修改/usr/local/oushu/conf/common的core-site.xml文件,设置Hive的代理用户,修改后需要重启NameNode,DataNode

<configuration>
<property>
  <name>hadoop.proxyuser.hdfs.groups</name>
  <value>*</value>
</property>
<property>
  <name>hadoop.proxyuser.hdfs.hosts</name>
  <value>*</value>
</property>
<property>
  <name>hadoop.proxyuser.root.groups</name>
  <value>*</value>
</property>
<property>
  <name>hadoop.proxyuser.root.hosts</name>
  <value>*</value>
</property>
<property>
  <name>hadoop.proxyuser.hive.groups</name>
  <value>*</value>
</property>
<property>
  <name>hadoop.proxyuser.hive.hosts</name>
  <value>*</value>
</property>
<property>
  <name>hadoop.proxyuser.HTTP.groups</name>
  <value>*</value>
</property>
<property>
  <name>hadoop.proxyuser.HTTP.hosts</name>
  <value>*</value>
</property>
<property>
  <name>hadoop.proxyuser.hive.users</name>
  <value>*</value>
</property>
<property>
  <name>hadoop.proxyuser.hdfs.users</name>
  <value>*</value>
</property>
<property>
  <name>hadoop.proxyuser.root.users</name>
  <value>*</value>
</property>
</configuration>

在hdfs1上创建hivehost:

touch ${HOME}/hivehost

配置hivehost内容为Hive有依赖的所有的节点hostname:

hive1
hive2

在hdfs1上创建yarnhost:

touch ${HOME}/yarnhost

配置yarnhost内容为Hive有依赖的所有的节点hostname:

yarn1
yarn2
yarn3

在hdfs1机器上和集群节点交换公钥,以便ssh免密码登陆和分发配置文件

# 和集群内其他机器交换公钥
lava ssh-exkeys -f ${HOME}/hivehost -p ********
lava ssh-exkeys -f ${HOME}/yarnhost -p ********
# 将repo文件分发给集群内其他机器
lava scp -f ${HOME}/hivehost /etc/yum.repos.d/oushu.repo =:/etc/yum.repos.d
lava scp -f ${HOME}/yarnhost /etc/yum.repos.d/oushu.repo =:/etc/yum.repos.d

修改完HDFS配置文件后需要同步到HDFS所有节点,并重启HDFS集群

如果没有对core-site等HDFS、YARN相关配置文件进行修改,则无需重启集群服务使参数生效。
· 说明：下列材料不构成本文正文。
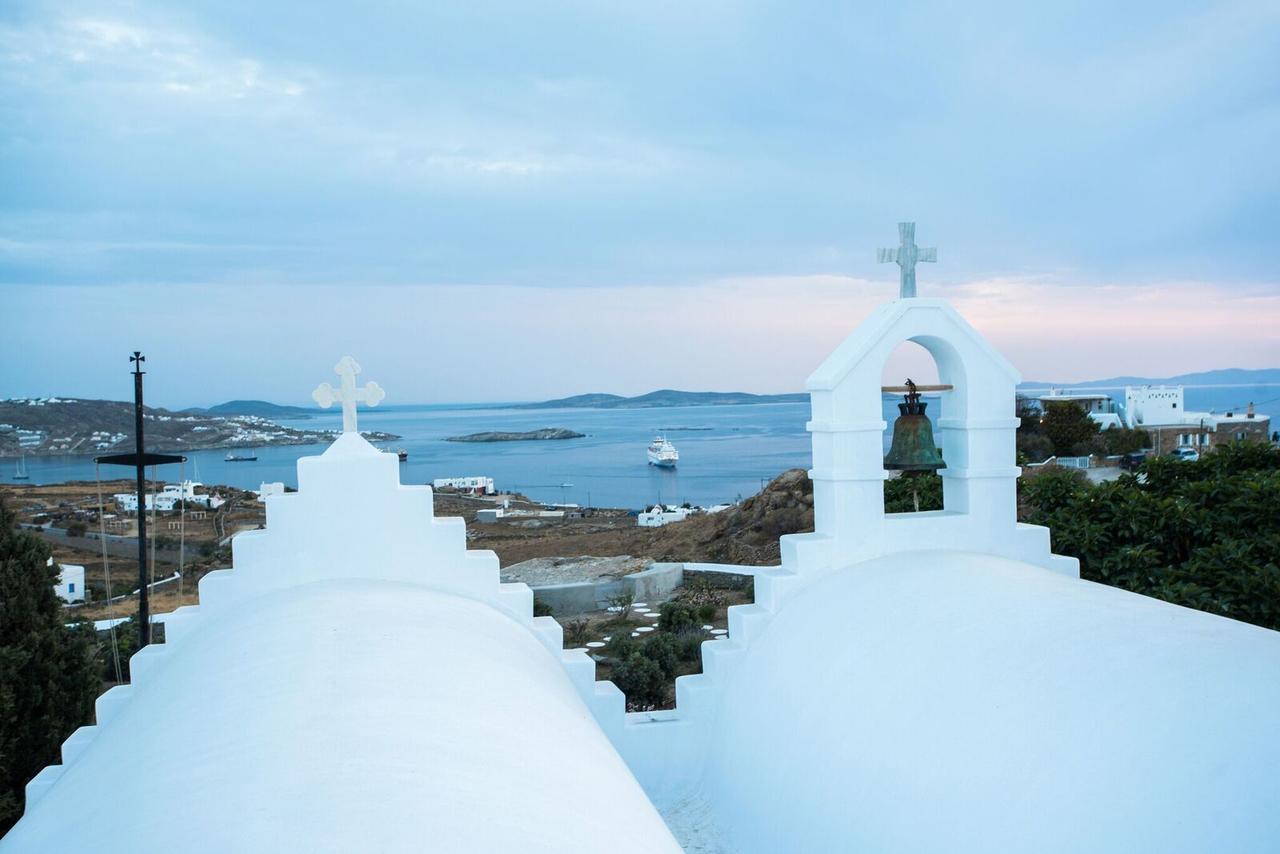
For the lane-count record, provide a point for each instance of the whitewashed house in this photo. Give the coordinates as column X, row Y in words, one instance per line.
column 71, row 581
column 476, row 485
column 661, row 515
column 170, row 498
column 1161, row 411
column 268, row 489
lava scp -r -f ${HOME}/hdfshost /usr/local/oushu/conf/common/*  =:/usr/local/oushu/conf/common/
lava scp -r -f ${HOME}/yarnhost /usr/local/oushu/conf/common/core-site.xml  =:/usr/local/oushu/conf/common/
lava scp -r -f ${HOME}/hivehost /usr/local/oushu/conf/common/*  =:/usr/local/oushu/conf/hive/
# 重启HDFS集群
lava ssh -f ${HOME}/nnhostfile -e 'sudo -E -u hdfs hdfs --daemon stop namenode'
lava ssh -f ${HOME}/dnhostfile -e 'sudo -E -u hdfs hdfs --daemon stop datanode'
lava ssh -f ${HOME}/jnhostfile -e 'sudo -E -u hdfs hdfs --daemon stop journalnode'

lava ssh -f ${HOME}/nnhostfile -e 'sudo -E -u hdfs hdfs --daemon start namenode'
lava ssh -f ${HOME}/dnhostfile -e 'sudo -E -u hdfs hdfs --daemon start datanode'
lava ssh -f ${HOME}/jnhostfile -e 'sudo -E -u hdfs hdfs --daemon start journalnode'

# 重启YARN集群
lava ssh -f ${HOME}/yarnhost -e 'sudo -E -u yarn yarn --daemon stop nodemanager'
lava ssh -f ${HOME}/yarnhost -e 'sudo -E -u yarn yarn --daemon stop resourcemanager'

lava ssh -f ${HOME}/yarnhost -e 'sudo -E -u yarn yarn --daemon start nodemanager'
lava ssh -f ${HOME}/yarnhost -e 'sudo -E -u yarn yarn --daemon start resourcemanager'

启动#

元数据库#

在hive1节点使用root用户执行下面命令创建Hive元数据库

ssh PG1
psql -d postgres -h hive1 -p 4432 -U root -Atc "create database hive_db;"

初始化Hive元数据

ssh hive1
source /usr/local/oushu/conf/hive/hive-env.sh
/usr/local/oushu/hive/bin/schematool -dbType postgres -initSchema

Hive启动#

如果是kerberos+HA模式启动Hive,需要先在Zookeeper上创建HA需要的路径,防止Hive自身启动时使用带Kerberos权限的用户创建路径造成HA注册失败。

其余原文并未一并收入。